Darcy Cruz é um artista autodidata, mas sempre teve contato com várias técnicas de pintura, no período em que morava na cidade de São Paulo, visitava galerias e exposições para ver como outros artistas misturavam as tintas, faziam as marcas com o pincel e criavam efeitos de degrades. Todo o que via e aprendia levava para as suas obras.
Ele sempre se considerou um artista Naïf, ao longo de sua carreira conseguiu evoluir muito, ao ponto de algumas de suas obras podem ser consideradas acadêmicas, mas a principal é a Naïf. Ele dizia que na arte Naïf poderia pegar um tema da realidade, como por exemplo, uma paisagem com uma cidade e ao pintar a obra consegue tornar a paisagem mais bonita, com mais cores e detalhes do que na realidade, isso para ele, não seria possível na arte acadêmica.

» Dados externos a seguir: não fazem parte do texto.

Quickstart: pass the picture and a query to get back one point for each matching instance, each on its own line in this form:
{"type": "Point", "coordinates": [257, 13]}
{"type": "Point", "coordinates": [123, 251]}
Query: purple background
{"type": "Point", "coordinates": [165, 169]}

Todos os artistas que conheceram Darcy Cruz o consideram um dos maiores nomes da arte Naïf Mogiana, sempre muito social, dialogava com todos de igual para igual, mitos se lembram dele pintando na Praça do Carmo algum tema dos arredores, como uma padaria que já não existe mais, com pessoas que vão e vem, coloridas e cheias de vida.
Os temas que abordava eram bem variados, de procissões, Festas Populares Candomblé, Festa do Divino, Vendedores Ambulantes, Grupos de Congadas e Moçambique, Terreiros de Umbanda e até os tradicionais Ex Votos. Suas obras são cheias de cores e significados, valorizando a riqueza da cultura popular brasileira e a miscigenação étnica do país, ele chegou a declarar:
“A Pintura Naïf é o que mais representa a nossa cultura. Se um estrangeiro vem para o Brasil, deseja levar algo típico, não um vaso de flores ou uma tela acadêmica.”

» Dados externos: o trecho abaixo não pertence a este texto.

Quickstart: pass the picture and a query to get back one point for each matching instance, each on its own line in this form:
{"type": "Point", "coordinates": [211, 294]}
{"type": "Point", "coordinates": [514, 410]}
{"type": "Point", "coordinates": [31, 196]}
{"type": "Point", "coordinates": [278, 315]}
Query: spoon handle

Ele se encaixa num estilo muito comum dentro da produção de arte academia, o estilo QUEM VÊ CARA NÂO VÊ CORAÇÂO, onde o artista pinta os personagem sem o rosto, esse estilo aparece nas obras do artista que tem tema de manifestações coletivas, como procissões, cortejos, festas populares e casamentos. Ele tinha uma grande admiração pela obra do artista Cândido Portinari, que não era Naïf, mas que levou para as suas telas a imagem rústica do trabalhador do campo, talvez por isso, por valorizar a cultura do povo que o nosso artista se identificasse com a obra de Portinari, pois Darcy Cruz soube retratar o povo do interior como poços, suas cores e sua cultura simples. Destacarei algumas obras de Darcy Cruz, que participaram de importantes exposições de arte Naïf.

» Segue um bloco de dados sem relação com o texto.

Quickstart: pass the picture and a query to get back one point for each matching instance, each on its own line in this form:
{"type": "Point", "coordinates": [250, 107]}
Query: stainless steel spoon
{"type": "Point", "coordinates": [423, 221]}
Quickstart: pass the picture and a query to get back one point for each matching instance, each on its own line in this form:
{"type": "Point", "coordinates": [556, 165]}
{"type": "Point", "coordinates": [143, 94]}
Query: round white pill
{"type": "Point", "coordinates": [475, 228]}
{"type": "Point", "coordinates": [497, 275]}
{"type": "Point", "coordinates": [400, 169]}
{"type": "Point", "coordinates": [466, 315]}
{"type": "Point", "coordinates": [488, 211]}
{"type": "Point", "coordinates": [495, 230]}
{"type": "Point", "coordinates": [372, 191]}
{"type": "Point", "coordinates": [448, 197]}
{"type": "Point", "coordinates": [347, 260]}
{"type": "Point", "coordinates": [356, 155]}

Em 1996, duas obras do artista participaram da III Bienal Naïfs do Brasil em Piracicaba, uma tem o título de Circo, Alegria do Povo, onde vemos um circo de tenda colorida e na porta estão pintados os principais artistas do espetáculo dois palhaços, um equilibrista sobre o cavalo e o Homem mais forte do mundo, ainda na vemos um carrinho de pipoca, um palhaço vendendo balões coloridos e o publico chegando. O nome do Circo é Circo do Beijinho, no plano de fundo vemos uma cidade do interior com casinhas em meio a vegetação, uma Pipa sobe por cima do circo mostrando que alguém está brincando. A segunda obra tem o título de Festa no Arraiá, onde vemos uma igreja como plano de fundo e a imagem de Nossa Senhora Aparecida num mastro, um grupo de homens tenta subir no Pau de Sebo, tem várias barracas e novamente a presença do carrinho de Pipoca e o Pipoqueiro. Nas duas obras vemos a forte presença do amarelo, que ilumina tudo.
Em 1998, ele volta a participar da IV Bienal Naïfs do Brasil em Piracicaba com a obra O Vendedor de Cocada, onde vemos um típico vendedor de cocada com seu tabuleiro, ao fundo vemos uma agitada vila com casinhas coloridas, uma igreja branca ao longe, uma escola e o bar do Zé, crianças brincam com bolinhas de gude (Fubeca) e as pessoas estão indo e vindo, carregando objetos e trabalhando.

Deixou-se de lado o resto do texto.